Avoiding these crucial mistakes becomes easier if you work only with professional translators with a proven track record.

Tips for Amateur Translators

With a bit of effort, amateur translators can improve the quality of their work. They can improve their accuracy and translation speed, and deliver better translations faster. If you do translation work yourself from time to time, here’s how to get better results:

  • If you are given a deadline that you know you are not able to meet, either turn down the translating job or negotiate more time in which to do it.

In patent law and other disciplines, you may find that the deadlines are hard (e.g. the firm has a court date and needs documents by a particular date). In all cases, be honest with your potential employer. Let them know how much time you need to translate the text. If you are being pressured you will not do a good job!

  • Do not be afraid to ask a lot of questions if necessary.

Sometimes amateur translators do not ask questions because they feel their employer will view them as incompetent. Employers in all fields have a big secret: they love when you ask questions because they know they hired someone who is interested in what they are working on and who will not try to use guesswork.

  • If a job is not in your wheelhouse, do not accept it.
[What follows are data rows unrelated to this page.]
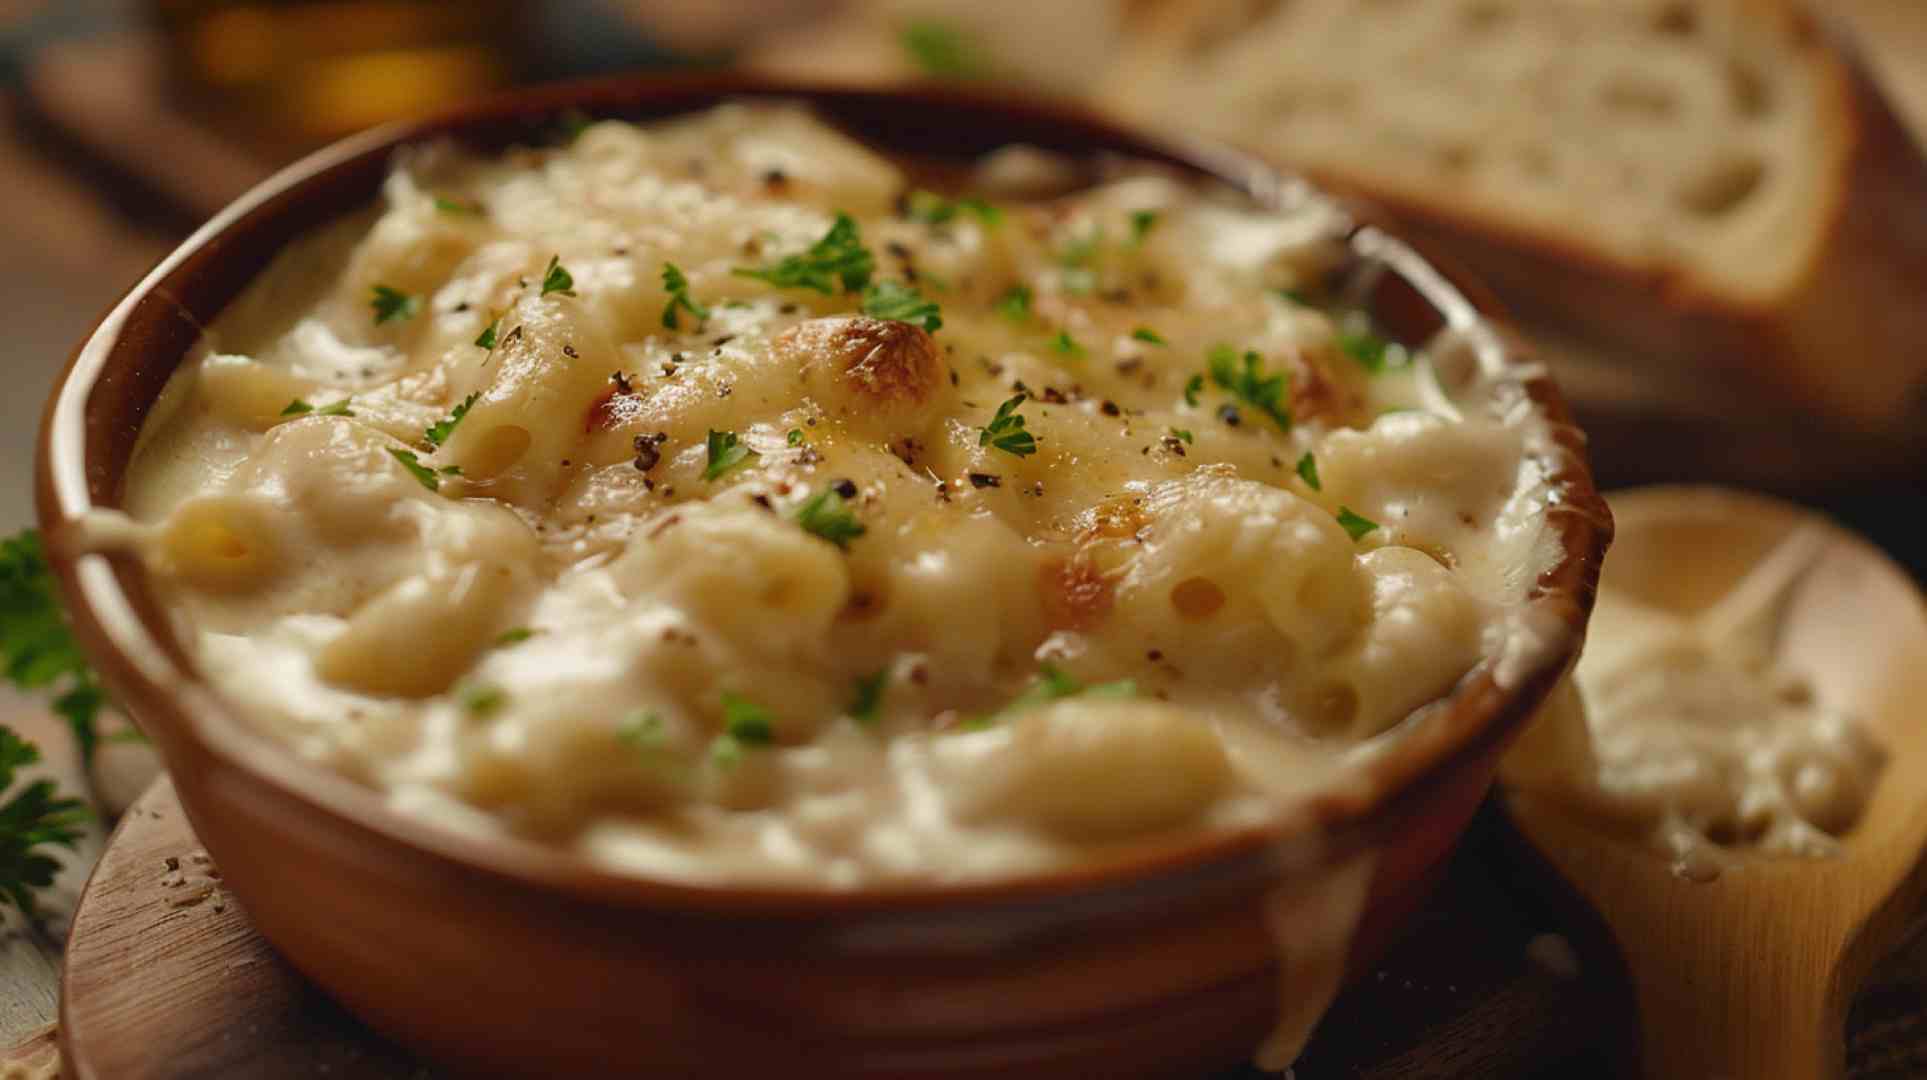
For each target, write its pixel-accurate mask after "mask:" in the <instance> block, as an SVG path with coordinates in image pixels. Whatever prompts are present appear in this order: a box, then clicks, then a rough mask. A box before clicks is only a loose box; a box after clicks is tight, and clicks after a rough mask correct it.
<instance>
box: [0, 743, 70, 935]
mask: <svg viewBox="0 0 1927 1080" xmlns="http://www.w3.org/2000/svg"><path fill="white" fill-rule="evenodd" d="M39 760H40V750H39V748H37V746H33V744H31V742H27V741H25V739H21V737H19V735H15V733H13V729H12V727H6V725H0V795H6V793H8V791H12V789H13V775H15V771H19V769H23V768H27V766H31V764H35V762H39ZM87 818H89V814H87V806H85V804H83V802H81V800H79V798H62V796H60V795H56V789H54V781H50V779H39V781H33V783H29V785H25V787H21V789H19V791H15V793H13V795H12V796H10V798H8V800H6V802H0V901H8V903H12V904H13V906H17V908H19V910H21V914H25V916H29V918H33V916H37V914H39V908H37V904H35V899H33V895H35V891H39V889H46V887H48V885H52V883H54V876H56V874H60V862H58V860H56V858H54V856H50V854H46V850H44V849H48V847H64V849H67V850H73V845H75V841H79V839H81V823H85V822H87Z"/></svg>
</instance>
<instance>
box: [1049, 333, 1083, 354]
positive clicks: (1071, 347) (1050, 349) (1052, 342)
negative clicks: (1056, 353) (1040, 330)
mask: <svg viewBox="0 0 1927 1080" xmlns="http://www.w3.org/2000/svg"><path fill="white" fill-rule="evenodd" d="M1050 351H1052V353H1058V355H1060V357H1069V359H1073V361H1081V359H1085V347H1083V345H1079V343H1077V339H1075V338H1071V332H1069V330H1058V336H1056V338H1052V339H1050Z"/></svg>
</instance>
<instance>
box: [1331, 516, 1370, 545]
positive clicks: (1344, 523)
mask: <svg viewBox="0 0 1927 1080" xmlns="http://www.w3.org/2000/svg"><path fill="white" fill-rule="evenodd" d="M1337 523H1339V527H1343V528H1345V534H1347V536H1351V538H1353V542H1357V540H1362V538H1364V534H1366V532H1372V530H1376V528H1378V523H1376V521H1372V519H1370V517H1362V515H1359V513H1355V511H1353V509H1351V507H1337Z"/></svg>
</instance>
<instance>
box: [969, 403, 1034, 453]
mask: <svg viewBox="0 0 1927 1080" xmlns="http://www.w3.org/2000/svg"><path fill="white" fill-rule="evenodd" d="M1025 401H1029V395H1027V393H1019V395H1016V397H1012V399H1010V401H1004V403H1002V405H998V407H996V417H990V422H989V424H985V426H983V428H979V432H981V434H979V436H977V446H989V447H994V449H1002V451H1004V453H1014V455H1017V457H1029V455H1033V453H1037V436H1033V434H1031V432H1027V430H1023V424H1025V420H1023V413H1017V409H1019V407H1021V405H1023V403H1025Z"/></svg>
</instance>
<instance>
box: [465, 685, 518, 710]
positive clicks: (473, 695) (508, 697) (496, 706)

In other words, if you are not at least somewhat of an expert on the topic and do not have a working understanding of the language, turn the job down. In some jobs, you have to learn as you go. Translation is not one of those jobs. Translation, especially of technical documents, requires the translator to already be knowledgeable in the topic area. It does not do you or your employer any good if you decide you want a ‘challenge’ and try to learn the topic as you go.

  • If the job is not confidential, ask to see the document before you accept the job.

This will ensure that you know what you are getting into. It should also put your employer at ease about your abilities or limitations.

  • If you are not clear on the voice or jargon of the document, consult someone who can guide you.

In the end, being an amateur translator does not have to mean that you do a substandard job. It can be a stepping stone to a lucrative career as a professional certified translator or it can be an excellent source of extra money. All you have to do is build a reputation as a careful, knowledgeable, and conscientious translator.